Where Dori had bounced around was in college. She’d started at UC Santa Barbara, but couldn’t focus. So she’d transferred to a junior college, trying to appease her parents, who weren’t pleased with the thought that she wouldn’t have a four-year degree. And then finally she’d said ‘fuck it’ and did what she’d wanted to do from the start. She entered beauty school, got her license, and started doing make-up. She’d had a friend who worked behind the scenes on movies and Dori began hanging out with her on sets, filling in when Joelle was swamped, and soon people saw that Dori could handle the hectic schedule on her own. She was in demand right away. But while her professional life seemed almost cosmically blessed, her love life didn’t follow suit. At least, not until she moved to New York and met Bryce.

Then everything seemed to fall into place.

Van found her in the back and he wrapped his arms around her slim waist.

‘Last night was incredible,’ he said, nuzzling the nape of her neck.

She was surprised by the warmth of him, by the way her body naturally responded to his touch. It hadn’t been that long since she’d been with someone. Not counting Luke. She had lived with a man for two years, had been granted access to his body whenever she wanted. But this felt different. Maybe it was because of her current predicament, her feeling of being an alien from the twenty-first century. But while she craved human contact, Van craved something else. Or something more. And what Van craved right now was a quickie in the backroom.
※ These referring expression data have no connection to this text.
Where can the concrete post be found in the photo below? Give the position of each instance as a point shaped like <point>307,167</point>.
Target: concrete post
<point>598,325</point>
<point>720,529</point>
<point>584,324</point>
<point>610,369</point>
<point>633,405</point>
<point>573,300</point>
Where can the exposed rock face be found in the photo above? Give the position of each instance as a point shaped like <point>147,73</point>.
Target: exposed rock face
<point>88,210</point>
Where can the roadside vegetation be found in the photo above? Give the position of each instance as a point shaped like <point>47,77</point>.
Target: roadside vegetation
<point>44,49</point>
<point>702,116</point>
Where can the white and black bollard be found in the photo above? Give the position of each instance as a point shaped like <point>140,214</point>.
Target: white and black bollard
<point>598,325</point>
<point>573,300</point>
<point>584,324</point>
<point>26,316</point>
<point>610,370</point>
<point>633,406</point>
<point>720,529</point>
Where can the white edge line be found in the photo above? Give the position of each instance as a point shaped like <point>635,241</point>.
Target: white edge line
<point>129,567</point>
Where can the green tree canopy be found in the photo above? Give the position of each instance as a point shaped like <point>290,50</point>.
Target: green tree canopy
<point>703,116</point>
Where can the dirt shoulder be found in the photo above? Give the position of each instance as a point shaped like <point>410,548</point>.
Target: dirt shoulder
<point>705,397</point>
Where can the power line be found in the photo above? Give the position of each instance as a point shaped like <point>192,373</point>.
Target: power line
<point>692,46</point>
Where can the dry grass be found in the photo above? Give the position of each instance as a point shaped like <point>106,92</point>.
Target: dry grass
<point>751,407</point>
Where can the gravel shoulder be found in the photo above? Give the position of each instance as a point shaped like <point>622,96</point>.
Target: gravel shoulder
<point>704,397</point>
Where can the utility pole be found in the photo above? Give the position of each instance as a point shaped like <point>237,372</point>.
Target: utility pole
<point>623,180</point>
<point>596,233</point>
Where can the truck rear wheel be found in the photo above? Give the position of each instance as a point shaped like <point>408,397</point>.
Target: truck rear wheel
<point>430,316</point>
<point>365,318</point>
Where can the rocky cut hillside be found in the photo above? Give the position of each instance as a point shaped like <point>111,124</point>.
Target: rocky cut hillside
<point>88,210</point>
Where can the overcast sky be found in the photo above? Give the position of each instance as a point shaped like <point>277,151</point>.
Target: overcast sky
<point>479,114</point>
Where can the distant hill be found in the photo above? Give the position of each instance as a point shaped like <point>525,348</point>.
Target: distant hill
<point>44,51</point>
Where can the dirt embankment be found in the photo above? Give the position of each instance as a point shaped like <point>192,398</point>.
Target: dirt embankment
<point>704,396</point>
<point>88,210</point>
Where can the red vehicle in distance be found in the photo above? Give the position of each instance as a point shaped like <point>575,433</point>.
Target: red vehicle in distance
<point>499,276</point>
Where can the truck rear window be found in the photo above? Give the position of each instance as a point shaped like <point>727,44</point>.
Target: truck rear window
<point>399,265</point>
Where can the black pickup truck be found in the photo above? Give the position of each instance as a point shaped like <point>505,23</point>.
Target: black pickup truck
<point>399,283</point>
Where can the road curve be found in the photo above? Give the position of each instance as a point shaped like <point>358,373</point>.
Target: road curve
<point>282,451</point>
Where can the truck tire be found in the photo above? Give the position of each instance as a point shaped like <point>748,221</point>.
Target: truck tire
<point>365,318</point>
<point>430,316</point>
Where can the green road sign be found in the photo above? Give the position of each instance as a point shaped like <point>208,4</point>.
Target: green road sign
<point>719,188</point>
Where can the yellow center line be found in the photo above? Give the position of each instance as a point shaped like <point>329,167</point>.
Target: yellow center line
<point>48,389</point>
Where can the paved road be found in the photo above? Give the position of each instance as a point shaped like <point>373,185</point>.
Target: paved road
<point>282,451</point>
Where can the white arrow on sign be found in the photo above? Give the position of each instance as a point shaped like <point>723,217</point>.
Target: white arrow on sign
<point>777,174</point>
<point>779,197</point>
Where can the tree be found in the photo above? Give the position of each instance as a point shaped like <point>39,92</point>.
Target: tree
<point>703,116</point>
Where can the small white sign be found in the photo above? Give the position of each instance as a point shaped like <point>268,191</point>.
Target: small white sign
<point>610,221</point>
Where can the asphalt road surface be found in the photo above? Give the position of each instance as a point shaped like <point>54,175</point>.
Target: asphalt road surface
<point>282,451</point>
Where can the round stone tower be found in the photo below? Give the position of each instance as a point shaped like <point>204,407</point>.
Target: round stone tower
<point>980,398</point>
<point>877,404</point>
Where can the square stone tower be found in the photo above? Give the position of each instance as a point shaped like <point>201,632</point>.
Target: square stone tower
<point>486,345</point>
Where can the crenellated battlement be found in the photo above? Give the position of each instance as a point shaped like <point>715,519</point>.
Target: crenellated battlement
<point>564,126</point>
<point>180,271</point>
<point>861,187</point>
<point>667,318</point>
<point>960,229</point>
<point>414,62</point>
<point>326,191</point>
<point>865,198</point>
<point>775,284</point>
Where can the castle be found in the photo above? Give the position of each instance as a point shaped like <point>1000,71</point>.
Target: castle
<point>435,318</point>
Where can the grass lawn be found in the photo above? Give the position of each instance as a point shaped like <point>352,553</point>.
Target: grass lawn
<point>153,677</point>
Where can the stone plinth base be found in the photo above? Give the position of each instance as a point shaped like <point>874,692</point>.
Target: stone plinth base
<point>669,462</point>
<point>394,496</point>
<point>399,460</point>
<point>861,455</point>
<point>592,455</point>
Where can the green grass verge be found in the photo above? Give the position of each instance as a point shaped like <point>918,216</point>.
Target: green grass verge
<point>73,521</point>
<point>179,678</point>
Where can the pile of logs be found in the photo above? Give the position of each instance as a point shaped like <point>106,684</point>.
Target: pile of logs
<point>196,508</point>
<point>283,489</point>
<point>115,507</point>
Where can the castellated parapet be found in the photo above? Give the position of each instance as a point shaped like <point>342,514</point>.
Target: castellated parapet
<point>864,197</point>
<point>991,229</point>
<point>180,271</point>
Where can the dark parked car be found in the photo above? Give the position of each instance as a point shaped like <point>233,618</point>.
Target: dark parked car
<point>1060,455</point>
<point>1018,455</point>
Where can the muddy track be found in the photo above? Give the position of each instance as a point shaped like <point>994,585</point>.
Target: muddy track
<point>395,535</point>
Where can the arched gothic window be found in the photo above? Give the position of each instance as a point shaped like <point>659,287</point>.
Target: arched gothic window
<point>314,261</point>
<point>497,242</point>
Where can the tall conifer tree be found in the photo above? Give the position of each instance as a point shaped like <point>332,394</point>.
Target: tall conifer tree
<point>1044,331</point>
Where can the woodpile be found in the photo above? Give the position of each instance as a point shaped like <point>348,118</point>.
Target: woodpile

‘No.’ Dori shook her head quickly.

He took her head in his hands and made her nod instead, as if he were a puppet master and she was his marionette.

‘You’re not serious,’ she added.

‘We can’t do it here because there’s only the one bathroom. People are always knocking.’ He seemed to be speaking from experience. ‘But the stockroom …’

Dori looked at him in the mirror. Being up nearly all night hadn’t affected his looks at all. He’d pulled his long hair back into a ponytail and, with the hair off his face, the striking blue of his eyes stood out even more than usual. He had a cocky, I-am-so-good-looking-how-could-you-possibly-think-of-resisting-me? expression on his face. Inside, she was sixteen again. But maybe she always was. Maybe even in 2008 she still felt like a teenager trapped in a grown-up’s body. She wondered if other people felt the same way, wondered if that was what Luke had meant the other night. That there was no such thing as growing up. Your exterior might change – hair turn gray, wrinkles pull at the corners of your eyes – but the core remained the same. For him, still the high school stud. For her, the wallflower.

But she wasn’t a wallflower now. Not with Van scooting her out of the bathroom and up the narrow flight of stairs to the stockroom above the salon. And just as the scent of her home had brought her back to childhood, the medley of smells in this room called her back to the years she’d spent working at the store. An uncanny fragrance of sawdust from the unfinished walls combined with perfumes, hair spray, and nail polish from a broken bottle. She’d spent hours up in this tiny stockroom, organizing lipsticks and eyeliners, mascaras in multi-hues. The music reached them, and the heat rose. There was a ceiling fan going all the time back here, the whirr-whirr soothing to her.